Colaboración interinstitucional

La Iglesia mexicana ha establecido alianzas estratégicas con organismos nacionales e internacionales. En Tuxtla Gutiérrez, la Comisión Episcopal para la Pastoral Social coordina esfuerzos con ACNUR, UNICEF y organizaciones de derechos humanos.

Monseñor Fernando López, presidente de la comisión, explica: "La crisis migratoria requiere respuestas integrales. La Iglesia aporta su carisma evangelizador y su red territorial, pero necesitamos colaborar con todos los actores comprometidos con la dignidad humana."

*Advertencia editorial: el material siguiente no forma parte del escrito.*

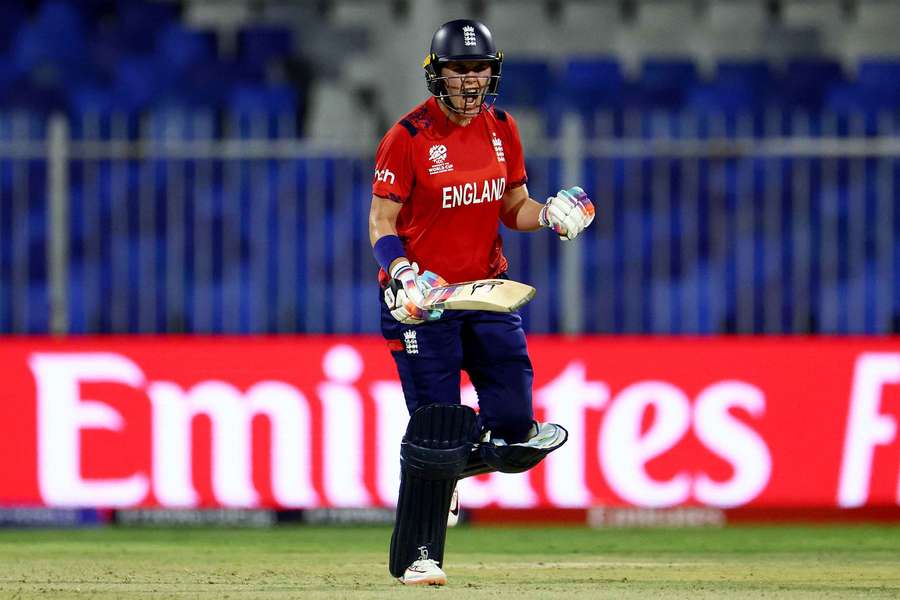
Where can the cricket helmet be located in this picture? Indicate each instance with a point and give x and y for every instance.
(462, 40)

Formación y sensibilización

En Villahermosa, Tabasco, el Seminario Mayor "San Pío X" ha incorporado en su currícula una cátedra de Pastoral Migratoria, preparando a los futuros sacerdotes para este apostolado específico.

El rector, padre Miguel Ángel Soto, comenta: "Los seminaristas realizan prácticas pastorales en albergues y centros de atención migratoria. Esta experiencia marca profundamente su formación sacerdotal y los sensibiliza hacia una Iglesia verdaderamente universal."

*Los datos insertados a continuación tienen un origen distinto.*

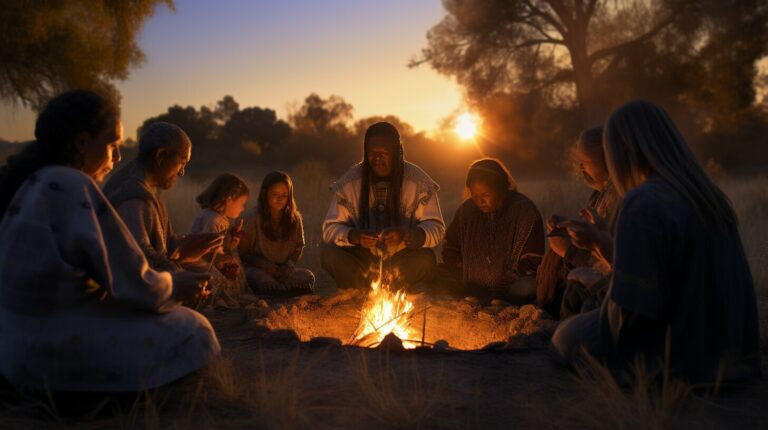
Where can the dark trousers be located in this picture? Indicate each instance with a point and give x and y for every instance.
(356, 267)
(575, 335)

Testimonios de transformación

María González, salvadoreña de 28 años que encontró refugio en el albergue de Tapachula hace dos años, hoy coordina un taller de costura que genera ingresos para otras mujeres migrantes: "La Iglesia no solo me salvó la vida, me devolvió la esperanza. Ahora puedo ayudar a otras mujeres como yo."

Pedro Ramírez, guatemalteco que inició como beneficiario del programa y ahora es voluntario coordinador, reflexiona: "Dios me puso en este camino para conocer mi verdadera misión. Ayudar a otros migrantes es mi forma de agradecer toda la solidaridad recibida."

Perspectivas de futuro

La Conferencia del Episcopado Mexicano ha anunciado la creación de una Coordinación Nacional de Pastoral Migratoria que articulará esfuerzos desde Tijuana hasta Tapachula.

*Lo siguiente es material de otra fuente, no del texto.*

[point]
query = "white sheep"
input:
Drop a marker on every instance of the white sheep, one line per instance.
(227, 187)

"La migración no es un fenómeno temporal; es una realidad permanente que requiere respuestas pastorales sostenibles y profesionales", concluye monseñor Calderón. "La Iglesia mexicana está comprometida a largo plazo con este apostolado de fronteras, porque en cada migrante encontramos a Cristo peregrino."

En la frontera sur mexicana, donde se cruzan destinos y esperanzas, la Iglesia católica continúa escribiendo páginas luminosas de solidaridad evangelizadora, demostrando que la fe auténtica no conoce fronteras y que el amor cristiano se mide por la capacidad de acoger al más vulnerable.